The light is still shifting under Josh's door so Jim knows he's not completely alone, drinking in the dark. Josh is here, and Margaret over in accounting who seems to have even fewer things to do than Jim does these days. She casts judgmental glances Jim's way as he refills his Snoopy dixie cup and he's reminded of Angela. Wonders if Angela was invited to the engagement party.

An hour passes, then two. Margaret stomps off at eight, somehow put out that she's not the last to leave on a Friday night for once. Dozes. Wakes. Jim's face rests pleasantly on a stack of memos in Karen's neat handwriting and one of them sticks to his face as he sits up, blue ink staining his cheek in reverse. If he were to stand at the men's room mirror he'd be able to read the words clearly.

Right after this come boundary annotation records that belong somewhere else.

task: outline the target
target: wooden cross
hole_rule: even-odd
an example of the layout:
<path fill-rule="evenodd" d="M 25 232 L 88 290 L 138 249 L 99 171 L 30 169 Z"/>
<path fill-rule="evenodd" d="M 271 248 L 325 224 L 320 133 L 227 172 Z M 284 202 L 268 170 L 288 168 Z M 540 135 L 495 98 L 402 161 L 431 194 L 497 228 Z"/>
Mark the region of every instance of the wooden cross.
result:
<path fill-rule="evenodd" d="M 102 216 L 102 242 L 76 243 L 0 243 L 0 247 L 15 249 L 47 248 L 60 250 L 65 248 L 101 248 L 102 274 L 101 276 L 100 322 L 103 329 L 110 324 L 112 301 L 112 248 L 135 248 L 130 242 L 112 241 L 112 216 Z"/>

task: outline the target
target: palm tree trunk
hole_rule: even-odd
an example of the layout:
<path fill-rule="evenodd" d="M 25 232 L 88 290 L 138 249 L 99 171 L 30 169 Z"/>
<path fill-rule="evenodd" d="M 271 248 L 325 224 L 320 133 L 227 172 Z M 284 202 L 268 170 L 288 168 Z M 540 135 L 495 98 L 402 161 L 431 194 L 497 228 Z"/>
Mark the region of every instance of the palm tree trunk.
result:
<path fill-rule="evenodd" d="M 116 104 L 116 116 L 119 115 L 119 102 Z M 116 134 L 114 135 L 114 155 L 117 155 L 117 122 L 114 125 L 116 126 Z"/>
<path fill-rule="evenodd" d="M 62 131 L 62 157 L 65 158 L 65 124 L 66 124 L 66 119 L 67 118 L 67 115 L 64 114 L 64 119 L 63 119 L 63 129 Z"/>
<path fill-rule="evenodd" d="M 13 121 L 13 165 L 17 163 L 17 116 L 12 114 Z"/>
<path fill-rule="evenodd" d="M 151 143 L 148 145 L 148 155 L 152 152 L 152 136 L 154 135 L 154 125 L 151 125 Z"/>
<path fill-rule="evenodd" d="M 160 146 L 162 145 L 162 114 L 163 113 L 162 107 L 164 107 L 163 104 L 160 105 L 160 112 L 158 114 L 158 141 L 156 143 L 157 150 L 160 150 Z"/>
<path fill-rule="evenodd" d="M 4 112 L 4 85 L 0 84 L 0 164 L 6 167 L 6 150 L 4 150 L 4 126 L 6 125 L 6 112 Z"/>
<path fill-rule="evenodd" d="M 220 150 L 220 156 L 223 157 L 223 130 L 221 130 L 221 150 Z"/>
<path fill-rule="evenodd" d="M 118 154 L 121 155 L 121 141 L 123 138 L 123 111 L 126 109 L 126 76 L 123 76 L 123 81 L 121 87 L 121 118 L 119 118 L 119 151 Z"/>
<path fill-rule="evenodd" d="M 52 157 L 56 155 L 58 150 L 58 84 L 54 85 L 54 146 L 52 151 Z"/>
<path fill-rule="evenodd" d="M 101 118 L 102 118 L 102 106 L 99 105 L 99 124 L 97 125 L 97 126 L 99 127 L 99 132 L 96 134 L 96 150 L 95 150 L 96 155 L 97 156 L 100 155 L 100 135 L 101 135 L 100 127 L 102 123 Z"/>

A further search of his surroundings tells him he's alone at long last. The beam of light under Josh's door is extinguished and Jim sighs. Then he notices the note taped to an empty Big Gulp on his desk.

Don't stay too late.

It's not on a post-it, but a scrap of Dunder Mifflin's finest, taped with precision from Jim's own dispenser. The thought of someone, anyone, caring enough to leave him a note warms him a bit so he takes another celebratory drink and lays his head back down.

Six-thirty, and not in the p.m.

Jim's mouth feels like cotton or sandpaper or something equally cliché. He runs his tongue over his teeth and breathes deeply, trying to clear his mouth and mind. Something woke him up. Something besides the dumptruck sound outside his new apartment (which he's grown used to), or the sound of his old alarm clock (which he's never gotten used to).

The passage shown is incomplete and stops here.